Name: Mary Crone Odekon
Title: Associate Professor, Physics
Education: Ph.D. in Physics from The University of Michigan (1995)
B.S. in Physics, The College of William and Mary (1990)
Dissertation: The Cosmological Dependence of Galaxy Cluster Morphologies
Appointments: Assistant Professor and Lubin Chair, Skidmore College 1997-2003
Postdoctoral Research Associate and Visiting Lecturer, The University of Pittsburgh
Visiting Scientist, The University of Washington
University Fellow and Research Assistant, The University of Michigan
Predoctoral Fellow, Harvard-Smithsonian Center for Astrophysics
Teaching focus: Astronomy, Galaxies and Cosmology, Mechanics, Colonization of Space
Research focus: Computer simulations of extremely large-scale galactic superclusters; and using Hubble Space Telescope data to understand the history of individual galaxies by comparing stellar content to theoretical models of stellar evolution.
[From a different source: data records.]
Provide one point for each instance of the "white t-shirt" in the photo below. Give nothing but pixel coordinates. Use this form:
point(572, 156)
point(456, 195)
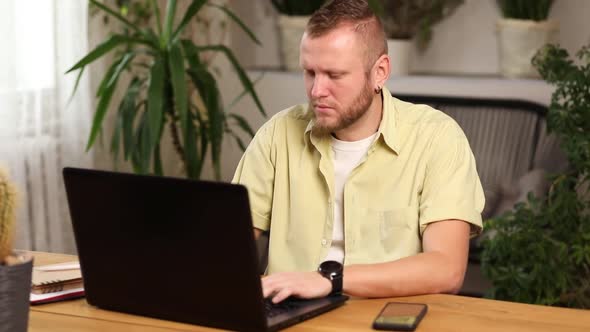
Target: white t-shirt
point(347, 156)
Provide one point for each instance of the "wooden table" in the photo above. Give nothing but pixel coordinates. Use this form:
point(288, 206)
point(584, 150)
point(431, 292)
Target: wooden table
point(445, 313)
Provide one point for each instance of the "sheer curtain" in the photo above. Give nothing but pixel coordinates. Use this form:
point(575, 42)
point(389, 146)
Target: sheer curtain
point(41, 129)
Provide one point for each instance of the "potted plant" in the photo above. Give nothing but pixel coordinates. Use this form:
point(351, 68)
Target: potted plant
point(293, 17)
point(15, 269)
point(406, 21)
point(523, 29)
point(169, 85)
point(540, 252)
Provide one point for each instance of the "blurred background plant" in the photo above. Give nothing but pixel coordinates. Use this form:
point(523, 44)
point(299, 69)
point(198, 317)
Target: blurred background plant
point(297, 7)
point(171, 84)
point(540, 252)
point(406, 19)
point(536, 10)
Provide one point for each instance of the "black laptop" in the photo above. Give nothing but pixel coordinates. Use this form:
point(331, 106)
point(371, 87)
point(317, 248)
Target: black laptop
point(175, 249)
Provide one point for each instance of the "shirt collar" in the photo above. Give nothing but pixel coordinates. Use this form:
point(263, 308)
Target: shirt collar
point(388, 128)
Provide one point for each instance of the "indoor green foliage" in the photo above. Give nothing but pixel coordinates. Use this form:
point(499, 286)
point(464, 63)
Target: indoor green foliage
point(540, 252)
point(536, 10)
point(404, 19)
point(169, 86)
point(297, 7)
point(7, 215)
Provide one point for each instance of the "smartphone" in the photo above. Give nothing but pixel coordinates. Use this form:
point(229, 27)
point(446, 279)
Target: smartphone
point(398, 316)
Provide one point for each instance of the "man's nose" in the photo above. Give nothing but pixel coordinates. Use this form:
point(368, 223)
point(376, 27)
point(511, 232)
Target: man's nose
point(319, 87)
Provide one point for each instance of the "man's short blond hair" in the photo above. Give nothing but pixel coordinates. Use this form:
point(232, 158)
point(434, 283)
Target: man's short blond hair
point(358, 14)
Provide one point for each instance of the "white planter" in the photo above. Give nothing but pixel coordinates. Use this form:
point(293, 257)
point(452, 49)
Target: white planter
point(518, 41)
point(399, 52)
point(291, 29)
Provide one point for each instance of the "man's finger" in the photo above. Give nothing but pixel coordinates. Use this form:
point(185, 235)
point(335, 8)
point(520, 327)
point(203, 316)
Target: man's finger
point(282, 294)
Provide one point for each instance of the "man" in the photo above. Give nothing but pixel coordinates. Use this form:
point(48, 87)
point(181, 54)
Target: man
point(387, 188)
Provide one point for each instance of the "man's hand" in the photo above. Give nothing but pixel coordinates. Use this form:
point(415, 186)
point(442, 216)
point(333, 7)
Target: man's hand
point(305, 285)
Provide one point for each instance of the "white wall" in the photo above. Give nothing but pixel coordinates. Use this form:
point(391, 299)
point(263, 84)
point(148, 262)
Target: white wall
point(463, 46)
point(464, 43)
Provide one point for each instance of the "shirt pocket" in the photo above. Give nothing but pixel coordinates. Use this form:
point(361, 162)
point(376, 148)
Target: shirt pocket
point(397, 231)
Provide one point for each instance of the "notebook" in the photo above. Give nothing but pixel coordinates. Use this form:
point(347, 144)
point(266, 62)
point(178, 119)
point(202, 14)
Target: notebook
point(56, 282)
point(175, 249)
point(56, 277)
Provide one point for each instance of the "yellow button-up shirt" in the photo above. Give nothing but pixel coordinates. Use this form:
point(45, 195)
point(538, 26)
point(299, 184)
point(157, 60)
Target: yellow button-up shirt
point(419, 170)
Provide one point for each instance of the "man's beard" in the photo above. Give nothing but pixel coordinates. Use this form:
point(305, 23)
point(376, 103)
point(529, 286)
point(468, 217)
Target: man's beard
point(358, 108)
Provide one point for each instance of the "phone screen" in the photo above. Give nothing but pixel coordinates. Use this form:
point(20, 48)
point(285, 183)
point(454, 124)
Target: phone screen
point(400, 316)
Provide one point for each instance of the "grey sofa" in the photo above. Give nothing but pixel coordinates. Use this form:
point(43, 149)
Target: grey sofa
point(514, 155)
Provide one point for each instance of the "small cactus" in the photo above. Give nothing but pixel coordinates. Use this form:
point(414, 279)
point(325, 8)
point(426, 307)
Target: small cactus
point(7, 216)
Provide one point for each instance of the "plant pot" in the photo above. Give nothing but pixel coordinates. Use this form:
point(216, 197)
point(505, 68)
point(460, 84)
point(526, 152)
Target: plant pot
point(399, 53)
point(518, 41)
point(291, 29)
point(15, 290)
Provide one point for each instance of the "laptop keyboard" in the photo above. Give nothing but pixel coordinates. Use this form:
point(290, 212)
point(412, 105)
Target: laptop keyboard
point(274, 309)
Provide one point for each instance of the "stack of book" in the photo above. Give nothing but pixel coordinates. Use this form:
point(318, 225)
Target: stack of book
point(56, 282)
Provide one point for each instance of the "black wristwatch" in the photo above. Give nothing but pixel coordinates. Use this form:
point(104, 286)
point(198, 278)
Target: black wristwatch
point(332, 271)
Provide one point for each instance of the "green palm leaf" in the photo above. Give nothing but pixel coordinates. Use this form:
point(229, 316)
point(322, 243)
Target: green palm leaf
point(176, 67)
point(102, 49)
point(170, 13)
point(155, 106)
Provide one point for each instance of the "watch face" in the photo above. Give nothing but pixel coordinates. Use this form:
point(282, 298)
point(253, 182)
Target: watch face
point(330, 267)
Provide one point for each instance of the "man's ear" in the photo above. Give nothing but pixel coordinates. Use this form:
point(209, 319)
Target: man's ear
point(382, 70)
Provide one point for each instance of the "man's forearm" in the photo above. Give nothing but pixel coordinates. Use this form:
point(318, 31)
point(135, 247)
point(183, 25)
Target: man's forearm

Why Skidmore? “A small and selective liberal arts college like Skidmore – where I can teach and work with students one-on-one -- is lots more interesting and rewarding to me than running a large lab.”
Details: Proud of all her students including recent grads at Cornell, Johns Hopkins, Leeds, and the Skidmore-Dartmouth 3/2 Engineering program; involved in K-12 outreach in the nearby Ballston Spa school system to build a scale model of the solar system that spread over town; considered a career in physics as early as first grade, but didn’t settle on it until she was an undergrad at William and Mary; hails from a family of scientists: sister is a biology professor, brother a statistician, father a retired math professor, and mother a retired computer programmer; enjoys exploring the world with her husband, Skidmore Economics professor Mehmet Odekon.
Next project: MAK III – An interdisciplinary collaboration with Studio Art professor Margo Mensing – inspired by George Crumb’s Music for a Summer Evening Makrokosmos III -- that explores the human sensorium’s ability to see, feel, and hear dynamic and even catastrophic stellar events which take place on human timescales. Opens at Skidmore’s Tang Museum in October 2004.